Nanojunctions from molecules to graphene nanoribbons : optical characterization and transport properties

Abstract

In this thesis, the properties of nanojunctions formed by low-dimensional, bottom-up synthesized materials were investigated. Specifically, we investigated molecules and graphene nanoribbons as representatives of future bottom-up synthesized functional circuit elements, as well as graphene synthesized by chemical vapor deposition for use as an electrode material. We demonstrate the controlled formation of organometallic oligomer chains in mechanically controlled break junction experiments. Additionally, we discuss a new fabrication approach to extend the break junction method with lithographically fabricated samples to oxidizing materials, and we report on the investigation of an electrical pump-probe measurement scheme.
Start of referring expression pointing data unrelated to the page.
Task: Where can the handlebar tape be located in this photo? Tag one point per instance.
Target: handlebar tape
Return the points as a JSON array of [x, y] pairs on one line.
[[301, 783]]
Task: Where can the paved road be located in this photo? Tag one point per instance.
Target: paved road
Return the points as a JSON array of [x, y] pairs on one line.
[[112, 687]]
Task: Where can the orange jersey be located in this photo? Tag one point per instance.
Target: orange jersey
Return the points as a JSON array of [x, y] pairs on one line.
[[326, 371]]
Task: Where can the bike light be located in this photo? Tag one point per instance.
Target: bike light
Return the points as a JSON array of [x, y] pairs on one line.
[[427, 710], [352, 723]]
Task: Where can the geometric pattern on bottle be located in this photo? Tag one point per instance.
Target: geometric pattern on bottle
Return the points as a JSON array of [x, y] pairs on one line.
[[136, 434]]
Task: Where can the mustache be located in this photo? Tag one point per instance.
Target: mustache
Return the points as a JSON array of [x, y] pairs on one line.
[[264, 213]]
The setup for mechanical control over substrate bending was used to introduce strain in lithographically patterned stripes of graphene, which was monitored via the changed vibrational properties with polarized Raman spectroscopy. This technique was then used to investigate a new class of $\text{sp}_2$-carbon materials, atomically precise graphene nanoribbons (GNRs), which have several attractive properties that can be tuned by designing their shape. We describe a substrate for GNR-devices optimized for Raman spectroscopy and discuss considerations for measurement parameters and measurement strategies. We then report on a low-energy Raman mode in armchair GNRs and describe its length-dependence, sensitivity to the underlying substrate, and its behavior as a function of temperature. Finally, we discuss the current state of electrical transport measurements on GNRs with graphene electrodes. In particular, we discuss challenges for device fabrication and reliability and present strategies for optimized design and fabrication of future device generations incorporating GNRs.